When To Use ‘Who’ Vs. ‘Whom’

Of all the tricky grammar topics, who versus whom ranks right up there: get it wrong, and you risk looking like a rube. Get it right and you risk looking pretentious. Get it wrong in a different way and you risk looking like a pretentious rube. So we at Lifehacker, who want to be both right and non-pretentious (but only sometimes succeed), thought we’d do a little research and break down the whole who/whom thing once and for all.

A Quick Lesson on Subjects and Objects

A subject is doing the action of the sentence: She threw the ball.

She is the subject. The object has something done to it: the ball is the object.

Who = Subject, Whom = Object

“Who” functions as a subject: Who wants dinner? Who is going to the ball game?

“Whom” is the object of the verb or the preposition: Whom did you hit? To whom are you speaking?

Use This Mnemonic

A good way to test whether to use who or whom is to swap in he/she or him/her. If he/she works, use who. If him/her works, use whom:

You are following ___?

Because you would say “You are following him,” not “You are following he,” you know that whom is correct.

___ is taking me to the store?

“She is taking you to the store,” not “Her is taking you to the store,” so you know that the question should be “Who is taking me to the store?”

My own personal trick for remembering this? Whom and him both end in m. If you can sub in him, it’s whom.

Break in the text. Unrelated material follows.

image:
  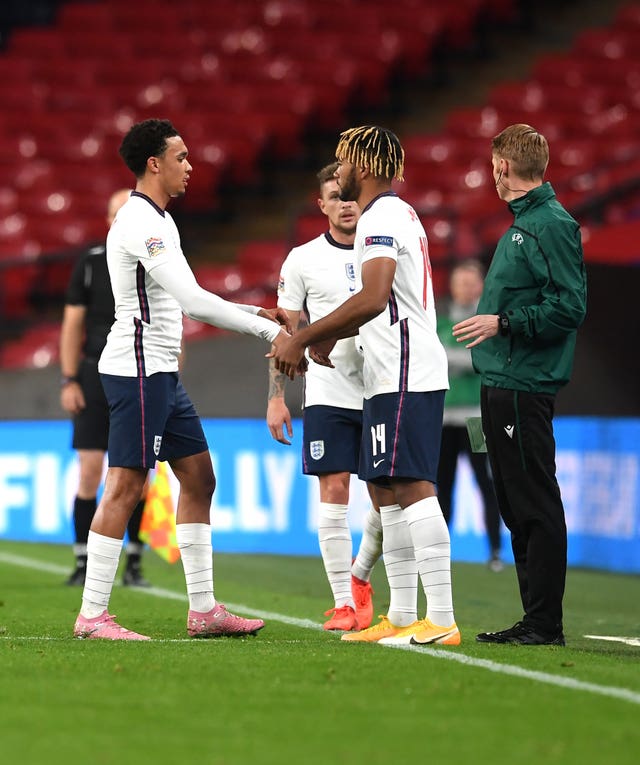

Who vs. Whom for Advanced Grammarians

So that’s basic who versus whom. Mignon Fogarty, AKA Grammar Girl, offers a brief tutorial on advanced who versus whom that covers adjectival clauses. For example:

I saw the man ___ Joe says followed him around the party.

Who or whom?

The whole second part of the sentence is an adjectival clauses (or a clause that functions as a single adjective): Joe says followed him around the party.

You can remove the “Joe says” because it’s a parenthetical, or an aside — a bit of extraneous information. You’re left with “followed him around the party.

And then just apply your standard him/whom trick: Him followed around the party? Nope. He followed him around the party. So use who.

All clear? Or are you all “whom cares?”